Prize-winning journalist and author Timothy Egan will present the Cecil D. Andrus Lecture at 7:30 p.m. Wednesday, Nov. 28, in the Student Union Jordan Ballroom. The lecture is free and open to the public.
Egan will talk about the state of American politics in the wake of the 2012 elections. He also will discuss his latest book, titled “Short Nights of the Shadow Catcher: The Epic Life and Immortal Photographs of Edward Curtis.”
“Short Nights of the Shadow Catcher” focuses on one of the largest individual anthropological enterprises ever undertaken. When Curtis began his great undertaking in 1896, Native Americans were at their low ebb, with a total population that had dwindled to less than 250,000. Curtis set out to document lifestyle, creation myths and language. He recorded more than 10,000 songs on a primitive wax cylinder and wrote down vocabularies and pronunciation guides for 75 languages. The result was his magnum opus, “The North American Indian,” a 20-volume text-and-image extravaganza, published between 1907 and 1930, that was praised and then forgotten in short order. Curtis died alone, a pauper, in a small Southern California apartment.
Egan worked for The New York Times for 18 years as Pacific Northwest correspondent and a national enterprise reporter.

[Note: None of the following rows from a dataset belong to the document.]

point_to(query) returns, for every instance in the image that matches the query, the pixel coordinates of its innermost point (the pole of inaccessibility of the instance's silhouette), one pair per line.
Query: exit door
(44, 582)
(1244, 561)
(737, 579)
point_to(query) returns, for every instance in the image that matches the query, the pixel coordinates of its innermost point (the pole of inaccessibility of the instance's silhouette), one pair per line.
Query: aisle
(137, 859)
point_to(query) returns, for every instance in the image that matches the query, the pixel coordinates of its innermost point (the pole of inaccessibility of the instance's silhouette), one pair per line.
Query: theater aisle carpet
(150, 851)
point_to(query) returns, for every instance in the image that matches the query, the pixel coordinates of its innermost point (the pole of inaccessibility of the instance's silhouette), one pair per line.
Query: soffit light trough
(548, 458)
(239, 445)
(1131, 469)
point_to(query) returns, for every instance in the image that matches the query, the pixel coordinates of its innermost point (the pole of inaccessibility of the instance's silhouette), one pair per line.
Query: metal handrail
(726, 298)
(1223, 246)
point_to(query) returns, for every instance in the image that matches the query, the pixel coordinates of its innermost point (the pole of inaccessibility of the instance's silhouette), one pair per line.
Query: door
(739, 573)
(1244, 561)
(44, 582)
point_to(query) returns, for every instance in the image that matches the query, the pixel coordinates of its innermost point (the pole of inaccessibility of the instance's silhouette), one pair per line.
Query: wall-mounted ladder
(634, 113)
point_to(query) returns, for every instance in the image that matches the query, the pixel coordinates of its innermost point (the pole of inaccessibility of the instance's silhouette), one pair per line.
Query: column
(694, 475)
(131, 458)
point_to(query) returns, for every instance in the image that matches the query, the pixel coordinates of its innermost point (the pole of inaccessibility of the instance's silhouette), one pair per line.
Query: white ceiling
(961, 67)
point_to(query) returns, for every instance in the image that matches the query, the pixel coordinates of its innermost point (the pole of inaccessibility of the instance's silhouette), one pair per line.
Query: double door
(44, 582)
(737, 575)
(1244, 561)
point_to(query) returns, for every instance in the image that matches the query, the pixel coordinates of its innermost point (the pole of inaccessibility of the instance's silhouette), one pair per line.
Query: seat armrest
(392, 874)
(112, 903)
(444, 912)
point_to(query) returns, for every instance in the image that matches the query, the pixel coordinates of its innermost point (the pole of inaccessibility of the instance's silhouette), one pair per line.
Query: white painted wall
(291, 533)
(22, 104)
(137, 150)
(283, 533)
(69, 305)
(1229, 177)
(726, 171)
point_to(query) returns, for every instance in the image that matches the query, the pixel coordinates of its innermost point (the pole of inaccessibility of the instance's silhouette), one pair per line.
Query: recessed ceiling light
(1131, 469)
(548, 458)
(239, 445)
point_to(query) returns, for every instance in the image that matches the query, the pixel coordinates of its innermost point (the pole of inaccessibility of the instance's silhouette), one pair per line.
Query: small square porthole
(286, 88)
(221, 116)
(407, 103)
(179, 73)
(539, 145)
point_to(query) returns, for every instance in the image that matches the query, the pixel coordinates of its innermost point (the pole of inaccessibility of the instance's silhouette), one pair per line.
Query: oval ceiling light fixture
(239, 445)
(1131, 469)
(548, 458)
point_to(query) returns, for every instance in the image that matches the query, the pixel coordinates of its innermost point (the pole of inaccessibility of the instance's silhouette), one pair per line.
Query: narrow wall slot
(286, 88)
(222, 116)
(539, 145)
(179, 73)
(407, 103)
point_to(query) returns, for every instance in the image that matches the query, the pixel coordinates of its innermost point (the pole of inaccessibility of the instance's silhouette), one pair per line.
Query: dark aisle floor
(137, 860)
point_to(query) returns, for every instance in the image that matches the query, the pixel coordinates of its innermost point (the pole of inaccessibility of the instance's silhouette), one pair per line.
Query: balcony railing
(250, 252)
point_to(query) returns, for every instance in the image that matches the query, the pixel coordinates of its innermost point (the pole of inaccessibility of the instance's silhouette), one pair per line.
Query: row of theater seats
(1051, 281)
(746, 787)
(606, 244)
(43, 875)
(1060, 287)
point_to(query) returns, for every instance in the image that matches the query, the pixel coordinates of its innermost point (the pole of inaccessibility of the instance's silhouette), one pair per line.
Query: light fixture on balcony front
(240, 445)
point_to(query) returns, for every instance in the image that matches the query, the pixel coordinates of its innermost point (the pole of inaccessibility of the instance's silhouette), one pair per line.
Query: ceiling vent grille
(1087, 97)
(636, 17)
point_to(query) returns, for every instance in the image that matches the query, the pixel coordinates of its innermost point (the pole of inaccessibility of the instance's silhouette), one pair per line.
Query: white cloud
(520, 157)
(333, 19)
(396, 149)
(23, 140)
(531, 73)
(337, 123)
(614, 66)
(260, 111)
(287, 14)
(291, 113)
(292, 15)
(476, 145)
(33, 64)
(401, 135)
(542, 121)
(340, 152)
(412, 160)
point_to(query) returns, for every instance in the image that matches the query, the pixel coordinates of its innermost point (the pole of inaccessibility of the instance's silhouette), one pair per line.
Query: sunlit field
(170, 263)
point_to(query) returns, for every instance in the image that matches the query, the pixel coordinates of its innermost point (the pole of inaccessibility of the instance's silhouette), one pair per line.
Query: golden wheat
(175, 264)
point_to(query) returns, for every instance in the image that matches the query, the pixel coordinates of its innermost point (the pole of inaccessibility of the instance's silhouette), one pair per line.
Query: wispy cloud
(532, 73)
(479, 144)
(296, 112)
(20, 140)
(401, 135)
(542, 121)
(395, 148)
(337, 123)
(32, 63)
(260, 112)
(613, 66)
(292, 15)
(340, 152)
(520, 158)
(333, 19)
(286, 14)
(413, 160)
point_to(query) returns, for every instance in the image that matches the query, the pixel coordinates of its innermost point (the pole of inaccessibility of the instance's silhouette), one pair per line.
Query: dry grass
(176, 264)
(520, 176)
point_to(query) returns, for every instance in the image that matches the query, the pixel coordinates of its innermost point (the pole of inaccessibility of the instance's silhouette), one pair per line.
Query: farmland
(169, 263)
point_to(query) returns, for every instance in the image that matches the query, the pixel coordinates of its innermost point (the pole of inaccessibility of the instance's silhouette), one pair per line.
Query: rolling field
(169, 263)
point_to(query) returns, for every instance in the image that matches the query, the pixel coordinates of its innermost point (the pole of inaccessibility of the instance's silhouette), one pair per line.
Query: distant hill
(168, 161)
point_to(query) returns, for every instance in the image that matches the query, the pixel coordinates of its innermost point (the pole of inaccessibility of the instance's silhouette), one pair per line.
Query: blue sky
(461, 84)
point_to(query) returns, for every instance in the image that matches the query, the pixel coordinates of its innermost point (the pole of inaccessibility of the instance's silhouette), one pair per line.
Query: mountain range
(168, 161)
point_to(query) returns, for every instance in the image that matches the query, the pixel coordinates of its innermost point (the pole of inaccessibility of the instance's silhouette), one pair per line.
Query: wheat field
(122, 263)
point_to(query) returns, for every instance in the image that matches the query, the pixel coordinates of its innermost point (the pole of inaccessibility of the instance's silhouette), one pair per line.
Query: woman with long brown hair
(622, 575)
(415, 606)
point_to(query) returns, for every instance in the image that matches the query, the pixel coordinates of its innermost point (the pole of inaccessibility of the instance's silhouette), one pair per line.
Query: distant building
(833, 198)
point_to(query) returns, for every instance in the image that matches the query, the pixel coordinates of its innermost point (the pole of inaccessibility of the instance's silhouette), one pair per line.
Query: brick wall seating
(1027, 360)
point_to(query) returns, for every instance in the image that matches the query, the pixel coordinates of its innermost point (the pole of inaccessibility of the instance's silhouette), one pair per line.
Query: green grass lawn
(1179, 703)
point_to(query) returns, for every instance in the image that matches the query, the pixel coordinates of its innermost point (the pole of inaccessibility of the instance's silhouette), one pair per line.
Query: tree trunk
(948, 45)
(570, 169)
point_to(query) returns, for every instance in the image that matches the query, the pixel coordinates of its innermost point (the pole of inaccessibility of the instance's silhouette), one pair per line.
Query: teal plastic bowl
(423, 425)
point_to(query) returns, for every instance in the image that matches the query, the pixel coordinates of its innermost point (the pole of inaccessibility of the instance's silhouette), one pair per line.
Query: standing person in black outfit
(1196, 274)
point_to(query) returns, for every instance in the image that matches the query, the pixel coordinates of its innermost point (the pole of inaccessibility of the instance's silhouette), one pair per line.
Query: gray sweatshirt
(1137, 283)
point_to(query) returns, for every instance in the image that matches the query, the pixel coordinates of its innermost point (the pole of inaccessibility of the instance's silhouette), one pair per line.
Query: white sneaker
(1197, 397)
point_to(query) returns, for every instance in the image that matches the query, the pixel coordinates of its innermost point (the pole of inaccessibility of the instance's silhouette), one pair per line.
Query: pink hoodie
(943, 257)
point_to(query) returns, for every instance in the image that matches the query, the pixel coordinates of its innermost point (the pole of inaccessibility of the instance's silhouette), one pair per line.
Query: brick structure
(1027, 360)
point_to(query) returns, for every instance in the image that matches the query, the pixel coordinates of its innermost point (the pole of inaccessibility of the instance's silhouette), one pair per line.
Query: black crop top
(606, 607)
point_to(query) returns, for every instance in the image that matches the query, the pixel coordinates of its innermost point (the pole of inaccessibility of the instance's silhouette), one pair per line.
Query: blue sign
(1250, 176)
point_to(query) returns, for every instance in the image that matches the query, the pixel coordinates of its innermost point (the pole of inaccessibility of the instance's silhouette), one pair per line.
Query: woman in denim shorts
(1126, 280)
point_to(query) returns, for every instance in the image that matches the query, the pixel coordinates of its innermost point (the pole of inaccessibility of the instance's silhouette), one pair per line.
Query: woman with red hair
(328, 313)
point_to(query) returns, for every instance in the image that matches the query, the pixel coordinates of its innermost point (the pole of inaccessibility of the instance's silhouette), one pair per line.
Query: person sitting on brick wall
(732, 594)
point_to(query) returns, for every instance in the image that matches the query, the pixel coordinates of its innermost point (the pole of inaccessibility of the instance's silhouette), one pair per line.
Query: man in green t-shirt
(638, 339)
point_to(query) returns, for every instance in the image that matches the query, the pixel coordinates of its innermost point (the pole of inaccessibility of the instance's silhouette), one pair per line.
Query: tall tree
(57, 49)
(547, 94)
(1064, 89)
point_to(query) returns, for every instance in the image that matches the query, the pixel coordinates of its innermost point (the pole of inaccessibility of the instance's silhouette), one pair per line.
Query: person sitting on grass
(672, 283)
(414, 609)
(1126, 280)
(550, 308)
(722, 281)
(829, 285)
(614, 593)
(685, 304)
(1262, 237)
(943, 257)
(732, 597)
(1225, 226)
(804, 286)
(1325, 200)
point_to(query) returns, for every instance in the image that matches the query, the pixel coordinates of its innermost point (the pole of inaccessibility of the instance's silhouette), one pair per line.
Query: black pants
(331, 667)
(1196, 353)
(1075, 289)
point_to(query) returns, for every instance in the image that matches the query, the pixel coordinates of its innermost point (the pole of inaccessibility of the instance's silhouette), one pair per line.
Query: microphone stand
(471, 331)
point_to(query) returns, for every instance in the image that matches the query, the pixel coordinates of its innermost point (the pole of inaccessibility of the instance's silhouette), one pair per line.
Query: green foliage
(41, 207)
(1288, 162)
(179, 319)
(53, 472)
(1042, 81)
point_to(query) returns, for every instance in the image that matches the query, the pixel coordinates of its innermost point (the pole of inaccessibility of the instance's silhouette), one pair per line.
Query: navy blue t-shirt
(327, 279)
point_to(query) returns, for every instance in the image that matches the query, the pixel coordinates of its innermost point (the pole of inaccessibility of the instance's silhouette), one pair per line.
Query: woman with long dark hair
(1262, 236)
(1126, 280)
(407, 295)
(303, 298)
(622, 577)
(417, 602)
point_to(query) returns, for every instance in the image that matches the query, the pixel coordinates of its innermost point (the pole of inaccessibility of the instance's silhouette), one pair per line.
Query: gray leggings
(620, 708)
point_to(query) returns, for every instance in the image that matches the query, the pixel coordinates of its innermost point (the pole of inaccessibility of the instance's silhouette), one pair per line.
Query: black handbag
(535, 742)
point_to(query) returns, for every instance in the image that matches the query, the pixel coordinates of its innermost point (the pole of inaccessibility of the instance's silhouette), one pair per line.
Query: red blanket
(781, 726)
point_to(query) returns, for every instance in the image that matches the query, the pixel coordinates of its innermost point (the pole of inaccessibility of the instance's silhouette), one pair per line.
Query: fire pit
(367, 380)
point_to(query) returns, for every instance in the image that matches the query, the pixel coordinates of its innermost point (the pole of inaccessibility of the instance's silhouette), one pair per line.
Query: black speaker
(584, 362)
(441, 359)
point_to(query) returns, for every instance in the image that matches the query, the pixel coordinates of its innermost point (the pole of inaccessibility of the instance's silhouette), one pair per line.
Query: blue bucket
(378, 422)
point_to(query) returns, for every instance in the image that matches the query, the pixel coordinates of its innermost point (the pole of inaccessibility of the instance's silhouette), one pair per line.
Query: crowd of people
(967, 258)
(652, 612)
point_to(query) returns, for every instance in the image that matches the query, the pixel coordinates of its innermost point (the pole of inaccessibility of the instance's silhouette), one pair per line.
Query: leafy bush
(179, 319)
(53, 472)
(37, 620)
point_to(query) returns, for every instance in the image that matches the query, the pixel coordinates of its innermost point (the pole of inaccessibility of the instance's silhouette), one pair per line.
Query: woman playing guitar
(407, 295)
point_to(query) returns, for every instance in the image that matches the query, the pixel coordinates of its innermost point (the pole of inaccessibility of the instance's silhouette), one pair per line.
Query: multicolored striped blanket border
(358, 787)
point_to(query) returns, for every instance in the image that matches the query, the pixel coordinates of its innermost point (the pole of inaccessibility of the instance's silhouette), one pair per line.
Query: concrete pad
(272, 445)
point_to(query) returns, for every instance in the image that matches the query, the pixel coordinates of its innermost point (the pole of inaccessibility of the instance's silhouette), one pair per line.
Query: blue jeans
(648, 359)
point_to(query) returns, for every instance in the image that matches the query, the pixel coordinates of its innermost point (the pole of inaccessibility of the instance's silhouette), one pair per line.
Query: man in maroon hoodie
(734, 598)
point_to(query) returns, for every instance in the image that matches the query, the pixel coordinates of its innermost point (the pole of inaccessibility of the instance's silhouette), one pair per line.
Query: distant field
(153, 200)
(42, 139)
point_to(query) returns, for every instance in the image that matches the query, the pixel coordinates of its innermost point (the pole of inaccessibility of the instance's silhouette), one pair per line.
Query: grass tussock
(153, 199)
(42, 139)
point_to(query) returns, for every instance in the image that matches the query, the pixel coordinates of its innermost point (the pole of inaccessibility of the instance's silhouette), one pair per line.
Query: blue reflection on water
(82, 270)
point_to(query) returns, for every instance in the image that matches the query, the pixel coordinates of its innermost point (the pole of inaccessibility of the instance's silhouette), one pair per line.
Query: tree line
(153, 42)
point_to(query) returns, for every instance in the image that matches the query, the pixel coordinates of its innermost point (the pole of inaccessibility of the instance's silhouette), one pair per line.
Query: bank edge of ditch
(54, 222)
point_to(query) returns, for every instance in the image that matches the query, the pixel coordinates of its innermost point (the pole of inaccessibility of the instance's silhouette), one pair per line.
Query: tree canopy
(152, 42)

In 2001, he was part of the Pulitzer Prize-winning team that wrote the series “How Race is Lived in America.”
He has written seven books, including the National Book Award-winning “The Worst Hard Time,” a history of the Dust Bowl era in the 1930s, and “The Big Burn: Teddy Roosevelt and the Fire That Saved America,” a fascinating history of the devastating forest fires that swept across northern Idaho in 1910.